By: Ron L'Esteve | Updated: 2019-08-29 | Comments (2) | Related: > Azure SQL Database
Problem
With the rise and fall of numerous Azure Resources, one service that has gained quite a bit of recent hype as a promising Apache Spark-based analytics cloud big data offering is Databricks. With its record setting and blazing fast performance for processing big data workloads, coupled with its integration with Azure security and variety of other offerings, Databricks is sure to play a key role in the modern data and analytics platform for several reasons. For one, Azure Databricks offers quick setup and limits the stress from configuring and managing clusters, while seamlessly integrating into the Azure cloud platform. Additionally, it offers a collaborative workspace for data analysis, data science, AI and ML. While this all sounds great from a data engineering, data integration and data science perspective, as a novice to Azure Databricks, how can one simply start querying an Azure SQL Database using Azure Databricks?
Solution
Azure Databricks is an Apache Spark-based analytics platform optimized for the Microsoft Azure cloud services platform that integrates well with Azure databases and stores along with Active Directory and role-based access. It excels at big data batch and stream processing and can read data from multiple data sources to provide quick insights on big data workloads. In this article, I will discuss key steps to getting started with Azure Databricks and then Query an OLTP Azure SQL Database in an Azure Databricks notebook. This querying capability introduces the opportunity to leverage Databricks for Enterprise Cloud Data warehouse projects, specifically to stage, enrich and ultimately create facts and dimensions for star schema data models and to promote self-service BI.
Prerequisites
I have utilized the following three Azure Resources to complete this exercise:
1) Create an Azure SQL Database: For more detail related to creating an Azure SQL Database, check out Microsoft’s article, titled Quickstart: Create a single database in Azure SQL Database using the Azure portal, PowerShell, and Azure CLI. Additionally, we will need the Wide World Importers OLTP Database. Check out this tip for more detail: Download and Install SQL Server 2016 Sample Databases WideWorldImporters and WideWorldImportersDW.

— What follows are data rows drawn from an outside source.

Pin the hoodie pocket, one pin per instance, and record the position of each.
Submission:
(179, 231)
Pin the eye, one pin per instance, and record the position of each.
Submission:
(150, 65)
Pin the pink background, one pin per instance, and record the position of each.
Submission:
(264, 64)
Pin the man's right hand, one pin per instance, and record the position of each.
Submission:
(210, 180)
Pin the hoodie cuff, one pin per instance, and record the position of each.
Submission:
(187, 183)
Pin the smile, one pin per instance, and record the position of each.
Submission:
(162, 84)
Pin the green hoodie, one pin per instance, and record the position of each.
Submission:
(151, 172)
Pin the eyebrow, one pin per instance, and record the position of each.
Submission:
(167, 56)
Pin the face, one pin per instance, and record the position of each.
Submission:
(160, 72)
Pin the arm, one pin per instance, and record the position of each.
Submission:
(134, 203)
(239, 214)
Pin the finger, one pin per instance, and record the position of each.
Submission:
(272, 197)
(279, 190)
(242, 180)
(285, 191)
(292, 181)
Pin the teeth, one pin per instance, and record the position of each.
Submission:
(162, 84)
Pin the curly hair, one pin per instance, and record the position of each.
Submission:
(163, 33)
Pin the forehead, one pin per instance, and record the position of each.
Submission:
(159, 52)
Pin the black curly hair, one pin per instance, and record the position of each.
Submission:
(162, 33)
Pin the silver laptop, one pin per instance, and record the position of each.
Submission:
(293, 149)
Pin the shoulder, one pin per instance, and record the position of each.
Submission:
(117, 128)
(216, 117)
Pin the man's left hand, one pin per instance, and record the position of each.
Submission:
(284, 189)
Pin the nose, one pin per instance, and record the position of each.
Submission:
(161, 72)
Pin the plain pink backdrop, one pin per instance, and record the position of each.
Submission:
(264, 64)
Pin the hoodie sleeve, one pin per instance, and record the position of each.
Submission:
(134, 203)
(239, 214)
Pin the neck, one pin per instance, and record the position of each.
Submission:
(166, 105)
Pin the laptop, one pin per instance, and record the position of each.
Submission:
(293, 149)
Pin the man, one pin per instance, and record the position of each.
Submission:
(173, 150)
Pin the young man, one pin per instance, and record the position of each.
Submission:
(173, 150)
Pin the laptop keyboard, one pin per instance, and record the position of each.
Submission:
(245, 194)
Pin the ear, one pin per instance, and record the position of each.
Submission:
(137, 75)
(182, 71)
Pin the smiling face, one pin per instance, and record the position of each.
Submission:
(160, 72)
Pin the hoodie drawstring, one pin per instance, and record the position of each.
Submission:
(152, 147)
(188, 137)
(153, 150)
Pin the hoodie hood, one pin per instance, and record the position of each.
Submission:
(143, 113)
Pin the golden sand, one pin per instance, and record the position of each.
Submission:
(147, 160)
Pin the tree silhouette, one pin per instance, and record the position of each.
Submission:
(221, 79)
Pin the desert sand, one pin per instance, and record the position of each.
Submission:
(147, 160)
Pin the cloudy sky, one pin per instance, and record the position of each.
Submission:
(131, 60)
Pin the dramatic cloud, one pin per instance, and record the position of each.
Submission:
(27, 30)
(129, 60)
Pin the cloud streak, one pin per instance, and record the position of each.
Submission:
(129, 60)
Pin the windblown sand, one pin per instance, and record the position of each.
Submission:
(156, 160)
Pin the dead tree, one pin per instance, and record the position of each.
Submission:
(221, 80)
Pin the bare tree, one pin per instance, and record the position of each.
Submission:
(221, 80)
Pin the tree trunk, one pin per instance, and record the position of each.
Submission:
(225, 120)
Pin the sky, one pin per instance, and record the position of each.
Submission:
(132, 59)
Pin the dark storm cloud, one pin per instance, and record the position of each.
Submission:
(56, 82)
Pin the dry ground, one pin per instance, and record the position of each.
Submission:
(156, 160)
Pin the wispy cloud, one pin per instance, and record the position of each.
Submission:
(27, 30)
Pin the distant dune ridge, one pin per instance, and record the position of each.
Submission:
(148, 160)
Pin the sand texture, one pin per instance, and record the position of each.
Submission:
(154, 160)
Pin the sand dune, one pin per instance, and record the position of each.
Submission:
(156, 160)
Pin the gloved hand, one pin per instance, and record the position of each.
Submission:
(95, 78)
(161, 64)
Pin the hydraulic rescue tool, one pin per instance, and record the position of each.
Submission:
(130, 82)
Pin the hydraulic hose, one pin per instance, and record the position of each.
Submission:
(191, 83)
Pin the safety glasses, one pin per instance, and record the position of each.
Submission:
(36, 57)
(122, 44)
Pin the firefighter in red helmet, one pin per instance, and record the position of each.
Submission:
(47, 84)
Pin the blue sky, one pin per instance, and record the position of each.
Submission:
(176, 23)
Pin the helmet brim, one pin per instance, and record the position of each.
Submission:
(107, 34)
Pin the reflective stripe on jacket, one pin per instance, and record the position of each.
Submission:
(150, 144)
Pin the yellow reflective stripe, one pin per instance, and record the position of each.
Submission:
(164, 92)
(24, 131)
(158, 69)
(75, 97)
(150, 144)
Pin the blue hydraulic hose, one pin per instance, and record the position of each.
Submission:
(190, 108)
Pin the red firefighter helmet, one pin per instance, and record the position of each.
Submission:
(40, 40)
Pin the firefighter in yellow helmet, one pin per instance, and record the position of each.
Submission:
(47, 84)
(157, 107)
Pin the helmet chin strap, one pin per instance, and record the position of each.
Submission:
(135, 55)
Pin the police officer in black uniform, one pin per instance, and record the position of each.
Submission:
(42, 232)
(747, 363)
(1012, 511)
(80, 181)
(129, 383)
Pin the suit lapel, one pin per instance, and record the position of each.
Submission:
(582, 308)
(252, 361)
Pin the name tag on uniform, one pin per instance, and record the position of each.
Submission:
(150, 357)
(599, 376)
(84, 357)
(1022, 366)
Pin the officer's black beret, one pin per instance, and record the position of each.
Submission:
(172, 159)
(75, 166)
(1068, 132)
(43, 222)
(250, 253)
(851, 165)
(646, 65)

2) Create an Azure Key Vault: For more detail related to creating an Azure Key Vault, check out Microsoft’s article titled Quickstart: Set and retrieve a secret from Azure Key Vault using the Azure portal.
3) Create an Azure Databricks Service: For purposes of setting up a Key Vault, we will need a Premium Databricks pricing tier. This article, titled Try Azure Databricks will help with setting up the Databricks Service.
Create a Secret Scope
Azure Databricks has Key Vault-backed and Databricks-backed secret scopes. These secret scopes allow users to store secrets, such as database connection strings, securely. If someone tries to output a secret to a notebook, it is replaced by [REDACTED], which helps prevent someone from viewing the secret or accidentally leaking it when displaying or sharing the notebook.
Now that I have an instance of Key Vault up and running, it is time to let Azure Databricks know how to connect to it.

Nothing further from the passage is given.